一章 Phenomenon-friction イジメの無い普通の教室
文化祭を前に喧騒に湧く放課後の学校は活気に満ちている。2-8の教室も例に漏れず話し合いで決まった企画、ホラーハウスの準備に忙しい。AからEに分けられた班ではそれぞれが割り当てられた役割をこなしている。
A班は全体の進捗管理と文化祭執行委員とのやり取りに加え、キービジュアルの作成を請け負い、他はホラーハウスを分担して受け持ち制作にあたっている。
水谷 庵戸(みずたに あんこ)の所属するC班は美術部員が多いということもあり、看板の制作や大きめの制作物を請け負っていた。小路 柚木(しょうじ ゆうき)や美術部員の高野 充(たかの みちる)、入江 比奈(いりえ ひな)と共にやいのやいのと騒がしく、四角いダンボールを広げていた。

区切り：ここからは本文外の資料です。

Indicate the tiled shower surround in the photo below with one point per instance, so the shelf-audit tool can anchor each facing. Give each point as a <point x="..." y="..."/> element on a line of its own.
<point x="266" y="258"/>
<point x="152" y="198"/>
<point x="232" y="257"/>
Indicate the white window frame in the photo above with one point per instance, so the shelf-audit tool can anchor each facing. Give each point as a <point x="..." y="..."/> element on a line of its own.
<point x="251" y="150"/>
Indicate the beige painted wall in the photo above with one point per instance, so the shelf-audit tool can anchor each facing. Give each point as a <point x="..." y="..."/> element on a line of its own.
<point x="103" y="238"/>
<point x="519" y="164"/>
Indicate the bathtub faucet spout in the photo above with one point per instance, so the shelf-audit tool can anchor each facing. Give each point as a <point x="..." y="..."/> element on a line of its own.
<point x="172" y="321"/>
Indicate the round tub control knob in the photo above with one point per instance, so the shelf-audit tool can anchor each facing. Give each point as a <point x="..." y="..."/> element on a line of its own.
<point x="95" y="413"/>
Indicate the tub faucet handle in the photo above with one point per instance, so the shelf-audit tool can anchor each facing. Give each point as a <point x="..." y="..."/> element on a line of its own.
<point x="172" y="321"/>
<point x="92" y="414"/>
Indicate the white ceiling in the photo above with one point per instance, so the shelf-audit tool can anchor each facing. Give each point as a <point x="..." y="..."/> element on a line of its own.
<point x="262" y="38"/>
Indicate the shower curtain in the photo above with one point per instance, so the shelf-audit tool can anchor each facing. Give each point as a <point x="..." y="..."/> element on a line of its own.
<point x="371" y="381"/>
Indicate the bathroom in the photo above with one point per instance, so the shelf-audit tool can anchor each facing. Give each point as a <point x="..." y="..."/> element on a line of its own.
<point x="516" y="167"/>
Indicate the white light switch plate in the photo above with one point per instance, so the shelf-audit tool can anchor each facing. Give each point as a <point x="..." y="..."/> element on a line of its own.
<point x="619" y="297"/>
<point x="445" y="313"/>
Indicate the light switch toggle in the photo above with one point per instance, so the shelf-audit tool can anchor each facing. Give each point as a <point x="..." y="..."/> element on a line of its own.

キービジュアルが決まる前まではビジュアルを貼り付ける裏板を作っていたのだが、キービジュアルが決まったと、Aグループからクロッキー帳を渡された。
決定稿というより案のようで、ぼんやりとした絵を入江と高野が必死に解読し膨らめて確かにしていた。二人の後ろからクロッキー帳を覗くと、ハロウィンを詰め込んだような、ホラーハウスというより何でも詰め込んだビックリハウスに思えた。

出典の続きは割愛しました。